Date: Wed Jun 24 2026 - 02:39:52 EST


On 23-06-2026 22:46, Ian Rogers wrote:
> On Tue, Jun 23, 2026 at 3:49 AM Sandipan Das <sandipan.das@xxxxxxx> wrote:
>>
>> The amd_uncore driver currently does not validate event groups and
>> allows creation of groups with more events than the number of available
>> hardware counters. Because of this, pmu->event_init() succeeds but
>> counter assignment fails later in pmu->add() which returns -EBUSY once
>> all counters are exhausted.
>>
>> Address this by introducing group validation in the pmu->event_init()
>> path. Since the uncore PMUs have no per-event constraints and all
>> counters of a PMU are interchangeable, validation is reduced to just
>> counting the group members that target a PMU and ensuring that they fit
>> within the available set of counters.
>>
>> Signed-off-by: Sandipan Das <sandipan.das@xxxxxxx>
>
> This is great Sandipan! Thanks for addressing this!
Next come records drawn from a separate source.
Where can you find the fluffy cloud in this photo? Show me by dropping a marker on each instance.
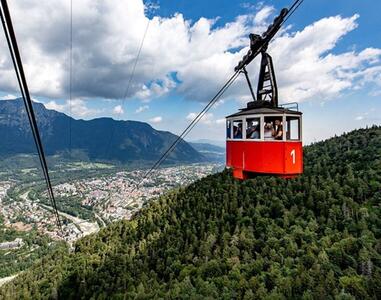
(118, 110)
(76, 108)
(141, 109)
(194, 59)
(156, 120)
(207, 119)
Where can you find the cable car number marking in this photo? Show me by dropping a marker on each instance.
(293, 156)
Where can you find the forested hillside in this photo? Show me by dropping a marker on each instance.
(317, 236)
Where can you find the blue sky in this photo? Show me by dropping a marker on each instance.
(167, 102)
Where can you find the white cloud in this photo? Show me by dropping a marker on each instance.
(118, 110)
(156, 120)
(9, 97)
(55, 106)
(193, 59)
(207, 119)
(141, 109)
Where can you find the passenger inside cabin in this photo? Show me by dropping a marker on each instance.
(237, 133)
(278, 130)
(268, 133)
(252, 132)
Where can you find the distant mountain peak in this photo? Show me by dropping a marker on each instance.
(98, 139)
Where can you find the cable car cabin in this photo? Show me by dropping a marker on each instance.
(264, 141)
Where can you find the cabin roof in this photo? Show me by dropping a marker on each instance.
(265, 111)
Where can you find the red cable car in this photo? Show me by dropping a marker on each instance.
(264, 138)
(254, 148)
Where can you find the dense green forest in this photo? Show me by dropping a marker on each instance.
(314, 237)
(34, 246)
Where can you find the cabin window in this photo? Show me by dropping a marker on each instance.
(237, 129)
(253, 129)
(228, 129)
(292, 128)
(273, 128)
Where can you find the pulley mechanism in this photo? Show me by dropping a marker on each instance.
(267, 89)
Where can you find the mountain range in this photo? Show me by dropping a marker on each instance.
(102, 139)
(313, 237)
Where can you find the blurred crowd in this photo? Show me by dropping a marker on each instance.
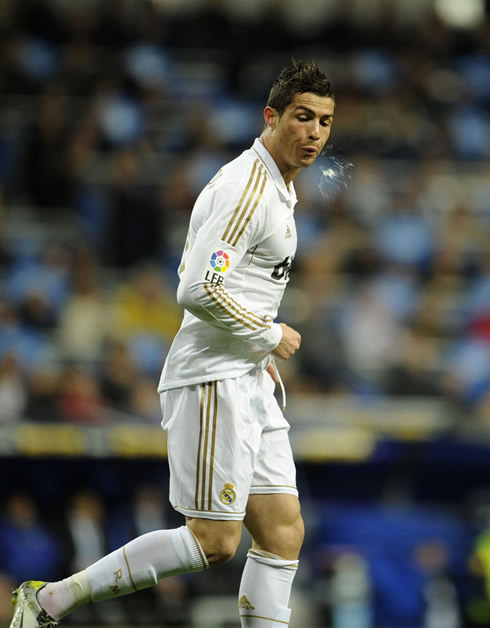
(114, 115)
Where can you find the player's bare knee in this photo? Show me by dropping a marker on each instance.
(219, 540)
(221, 551)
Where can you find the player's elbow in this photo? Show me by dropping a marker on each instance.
(188, 297)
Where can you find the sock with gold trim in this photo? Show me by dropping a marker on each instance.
(139, 564)
(265, 589)
(144, 561)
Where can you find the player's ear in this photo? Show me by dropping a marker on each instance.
(271, 117)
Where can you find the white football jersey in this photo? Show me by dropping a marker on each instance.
(233, 273)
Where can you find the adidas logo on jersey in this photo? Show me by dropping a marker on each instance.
(244, 602)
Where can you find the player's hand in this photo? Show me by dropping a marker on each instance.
(290, 343)
(271, 369)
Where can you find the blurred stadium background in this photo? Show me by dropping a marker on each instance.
(113, 115)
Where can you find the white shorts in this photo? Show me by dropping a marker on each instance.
(226, 440)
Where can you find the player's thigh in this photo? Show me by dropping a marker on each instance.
(213, 442)
(275, 523)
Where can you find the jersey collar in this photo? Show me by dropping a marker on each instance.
(288, 194)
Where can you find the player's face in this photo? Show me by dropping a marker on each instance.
(296, 138)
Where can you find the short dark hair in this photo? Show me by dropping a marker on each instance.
(298, 78)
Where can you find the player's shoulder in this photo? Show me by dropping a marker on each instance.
(246, 172)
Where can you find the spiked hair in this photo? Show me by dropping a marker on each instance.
(298, 78)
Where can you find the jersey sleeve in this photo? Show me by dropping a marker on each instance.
(228, 222)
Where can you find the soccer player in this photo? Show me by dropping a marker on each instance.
(229, 453)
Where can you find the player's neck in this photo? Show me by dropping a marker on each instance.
(288, 173)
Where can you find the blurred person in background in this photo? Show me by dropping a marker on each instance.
(229, 452)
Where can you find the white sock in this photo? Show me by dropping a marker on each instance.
(265, 589)
(135, 566)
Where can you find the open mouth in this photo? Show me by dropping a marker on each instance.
(310, 151)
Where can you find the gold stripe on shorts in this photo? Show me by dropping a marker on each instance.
(206, 447)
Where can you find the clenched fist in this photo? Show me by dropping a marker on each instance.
(290, 343)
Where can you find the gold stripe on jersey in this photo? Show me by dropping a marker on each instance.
(251, 212)
(214, 387)
(223, 300)
(247, 204)
(262, 321)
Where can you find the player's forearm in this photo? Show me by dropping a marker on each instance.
(214, 305)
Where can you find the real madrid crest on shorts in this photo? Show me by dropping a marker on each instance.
(228, 495)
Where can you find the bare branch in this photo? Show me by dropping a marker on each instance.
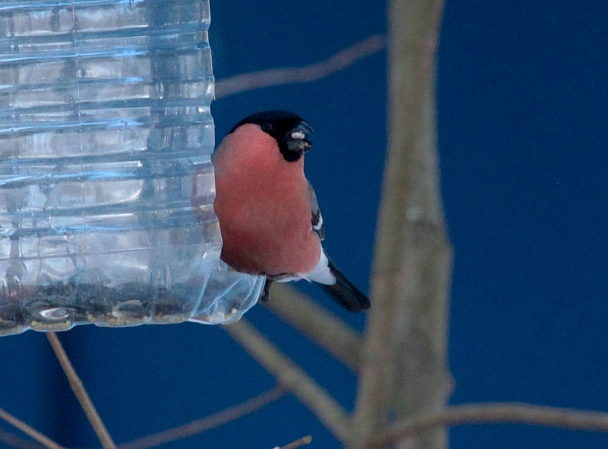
(207, 423)
(28, 430)
(515, 413)
(298, 443)
(292, 377)
(80, 392)
(317, 323)
(312, 72)
(404, 358)
(12, 440)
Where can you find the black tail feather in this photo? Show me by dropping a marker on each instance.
(344, 292)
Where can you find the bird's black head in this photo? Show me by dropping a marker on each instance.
(287, 128)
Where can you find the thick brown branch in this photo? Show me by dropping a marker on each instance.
(207, 423)
(515, 413)
(404, 357)
(81, 393)
(292, 377)
(28, 430)
(317, 323)
(312, 72)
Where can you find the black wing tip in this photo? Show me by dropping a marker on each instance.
(344, 292)
(348, 297)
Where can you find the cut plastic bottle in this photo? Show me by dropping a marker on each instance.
(105, 149)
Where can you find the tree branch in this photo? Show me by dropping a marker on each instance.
(404, 358)
(514, 413)
(80, 392)
(312, 72)
(317, 323)
(292, 377)
(207, 423)
(28, 430)
(298, 443)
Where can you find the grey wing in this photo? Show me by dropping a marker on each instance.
(317, 218)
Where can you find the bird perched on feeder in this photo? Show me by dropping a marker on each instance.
(268, 212)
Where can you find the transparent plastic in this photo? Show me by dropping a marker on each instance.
(106, 182)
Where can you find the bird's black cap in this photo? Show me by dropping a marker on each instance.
(287, 128)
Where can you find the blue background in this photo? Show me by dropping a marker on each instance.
(523, 127)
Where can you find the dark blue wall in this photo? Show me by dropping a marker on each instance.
(523, 127)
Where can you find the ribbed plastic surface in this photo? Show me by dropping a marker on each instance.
(105, 144)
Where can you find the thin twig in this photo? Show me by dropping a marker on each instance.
(514, 413)
(28, 430)
(290, 375)
(298, 443)
(317, 323)
(12, 440)
(81, 393)
(312, 72)
(207, 423)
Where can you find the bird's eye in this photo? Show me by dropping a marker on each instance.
(297, 135)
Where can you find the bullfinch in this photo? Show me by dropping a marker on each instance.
(268, 212)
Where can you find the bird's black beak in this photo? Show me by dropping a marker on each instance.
(296, 138)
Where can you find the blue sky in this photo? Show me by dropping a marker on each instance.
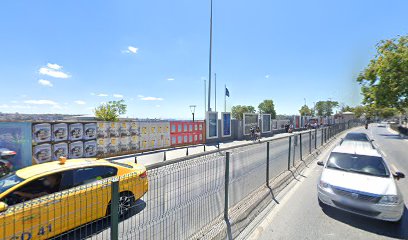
(69, 56)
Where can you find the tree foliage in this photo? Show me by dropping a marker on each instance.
(305, 111)
(267, 107)
(110, 111)
(325, 108)
(384, 82)
(238, 111)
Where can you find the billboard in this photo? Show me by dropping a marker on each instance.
(266, 123)
(212, 124)
(226, 124)
(17, 137)
(250, 120)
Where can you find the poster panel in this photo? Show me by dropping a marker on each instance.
(17, 136)
(226, 124)
(42, 132)
(212, 124)
(266, 123)
(103, 130)
(124, 144)
(60, 132)
(124, 129)
(90, 148)
(250, 120)
(102, 146)
(89, 131)
(76, 149)
(42, 153)
(114, 129)
(59, 150)
(76, 131)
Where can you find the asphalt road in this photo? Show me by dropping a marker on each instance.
(185, 197)
(298, 216)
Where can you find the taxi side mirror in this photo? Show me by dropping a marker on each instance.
(398, 175)
(3, 206)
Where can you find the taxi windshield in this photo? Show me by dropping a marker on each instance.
(9, 181)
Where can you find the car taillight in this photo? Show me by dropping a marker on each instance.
(143, 175)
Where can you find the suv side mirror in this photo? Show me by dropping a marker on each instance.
(398, 175)
(3, 206)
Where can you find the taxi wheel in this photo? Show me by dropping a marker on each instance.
(126, 202)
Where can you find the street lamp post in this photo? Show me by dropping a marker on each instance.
(192, 109)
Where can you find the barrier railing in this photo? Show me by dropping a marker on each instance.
(184, 195)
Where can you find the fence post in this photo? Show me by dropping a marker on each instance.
(114, 209)
(322, 137)
(290, 149)
(301, 152)
(226, 184)
(267, 164)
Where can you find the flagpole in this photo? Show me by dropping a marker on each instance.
(225, 98)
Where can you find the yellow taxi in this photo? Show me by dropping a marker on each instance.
(45, 200)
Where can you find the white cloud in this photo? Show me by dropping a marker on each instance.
(80, 102)
(53, 73)
(151, 99)
(45, 82)
(54, 66)
(118, 95)
(43, 102)
(131, 50)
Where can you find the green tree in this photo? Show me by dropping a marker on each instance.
(305, 111)
(110, 111)
(238, 111)
(267, 107)
(384, 82)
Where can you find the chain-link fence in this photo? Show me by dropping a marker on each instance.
(184, 196)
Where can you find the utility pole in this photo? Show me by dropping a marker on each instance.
(209, 63)
(215, 89)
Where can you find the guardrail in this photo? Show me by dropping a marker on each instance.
(185, 195)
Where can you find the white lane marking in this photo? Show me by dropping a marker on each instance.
(383, 153)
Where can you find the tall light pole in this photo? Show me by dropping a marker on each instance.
(192, 109)
(209, 63)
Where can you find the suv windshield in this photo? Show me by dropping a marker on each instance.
(357, 137)
(9, 181)
(368, 165)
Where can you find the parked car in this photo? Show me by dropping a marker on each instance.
(357, 137)
(45, 200)
(358, 180)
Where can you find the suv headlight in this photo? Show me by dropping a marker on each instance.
(389, 199)
(324, 185)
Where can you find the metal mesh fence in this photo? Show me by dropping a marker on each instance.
(179, 200)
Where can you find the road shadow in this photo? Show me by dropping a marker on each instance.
(93, 228)
(392, 136)
(389, 229)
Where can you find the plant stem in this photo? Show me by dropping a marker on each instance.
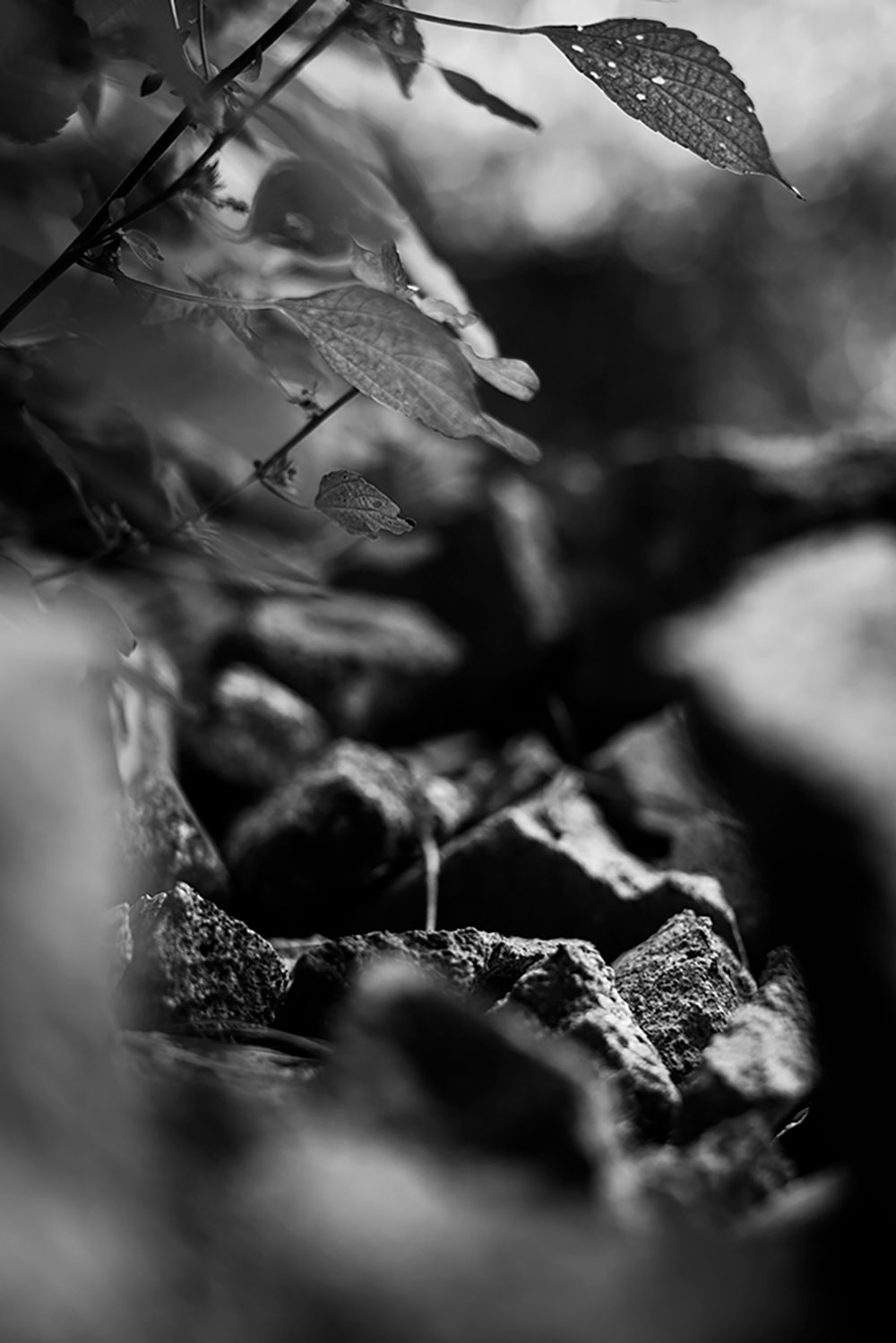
(452, 23)
(94, 226)
(218, 142)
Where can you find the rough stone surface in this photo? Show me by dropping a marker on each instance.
(252, 737)
(565, 989)
(764, 1060)
(571, 992)
(683, 986)
(554, 869)
(414, 1060)
(194, 963)
(308, 857)
(368, 664)
(727, 1171)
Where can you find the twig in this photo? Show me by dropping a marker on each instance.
(99, 222)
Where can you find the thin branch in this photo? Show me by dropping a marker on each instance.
(99, 222)
(218, 142)
(452, 23)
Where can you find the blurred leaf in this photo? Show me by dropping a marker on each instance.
(96, 614)
(358, 506)
(676, 83)
(401, 40)
(308, 207)
(46, 66)
(511, 376)
(473, 91)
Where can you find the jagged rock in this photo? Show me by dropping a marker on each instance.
(368, 664)
(252, 737)
(683, 986)
(193, 963)
(554, 869)
(306, 858)
(763, 1061)
(414, 1060)
(571, 993)
(564, 987)
(726, 1173)
(650, 785)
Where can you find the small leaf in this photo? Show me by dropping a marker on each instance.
(358, 506)
(473, 91)
(511, 376)
(401, 39)
(676, 83)
(402, 360)
(142, 246)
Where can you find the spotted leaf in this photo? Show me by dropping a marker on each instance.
(676, 83)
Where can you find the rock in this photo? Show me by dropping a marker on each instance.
(554, 869)
(571, 993)
(683, 986)
(308, 857)
(252, 737)
(471, 960)
(653, 790)
(193, 963)
(763, 1061)
(495, 578)
(370, 665)
(565, 989)
(728, 1171)
(413, 1060)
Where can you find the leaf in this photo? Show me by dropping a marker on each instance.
(473, 91)
(402, 40)
(358, 506)
(676, 83)
(46, 64)
(398, 357)
(511, 376)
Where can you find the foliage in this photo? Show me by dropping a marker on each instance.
(325, 234)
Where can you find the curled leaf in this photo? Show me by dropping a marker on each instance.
(470, 90)
(358, 506)
(512, 376)
(676, 83)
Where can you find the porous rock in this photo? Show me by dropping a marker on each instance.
(193, 963)
(554, 869)
(763, 1061)
(368, 664)
(683, 986)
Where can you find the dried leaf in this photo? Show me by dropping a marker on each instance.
(473, 91)
(358, 506)
(676, 83)
(511, 376)
(46, 65)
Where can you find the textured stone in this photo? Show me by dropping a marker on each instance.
(368, 664)
(683, 986)
(763, 1061)
(193, 963)
(554, 869)
(306, 858)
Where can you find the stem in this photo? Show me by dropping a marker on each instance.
(160, 147)
(218, 142)
(452, 23)
(203, 43)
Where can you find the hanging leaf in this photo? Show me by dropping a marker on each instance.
(46, 66)
(358, 506)
(676, 83)
(400, 39)
(511, 376)
(389, 350)
(473, 91)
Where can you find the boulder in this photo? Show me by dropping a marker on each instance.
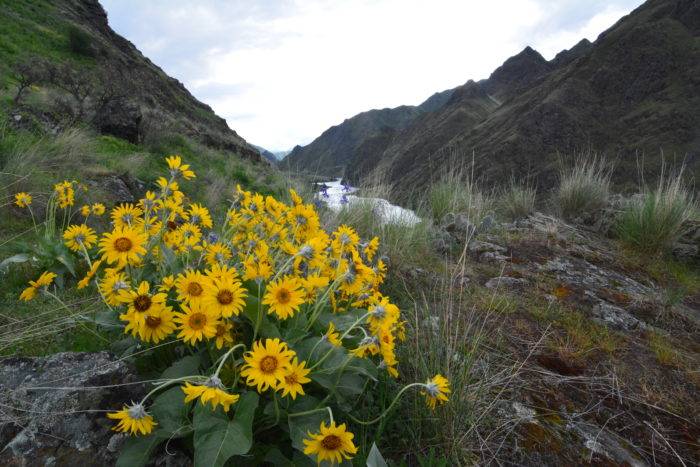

I'd been wondering
> if in the perf tool if we could test hardware PMUs for not supporting
> failing at open properly. This is a problem for weak groups, as used
> by metrics, because they try to group all events and then break the
> group when the open fails. I'd observed that AMD uncore events
> supposedly opened but then failed during reading. I suspect other PMUs
> also suffer this.
>
> Peter mentioned a behavior in the past: opening events in a group in a
> disabled state, with more events than counters, and then the software
> enables and disables events in the group to control counter
> allocation. The perf tool doesn't currently utilize this behavior but
> I think it explains some of the Sashiko feedback.
>

Thanks, I think it does explain the Sashiko feedback.

> Would it be possible to get a Fixes tag for stable backports?
>

Sure. This has always been a gap in the amd_uncore driver ever since
its introduction in commit c43ca5091a37 ("perf/x86/amd: Add support for
AMD NB and L2I "uncore" counters.").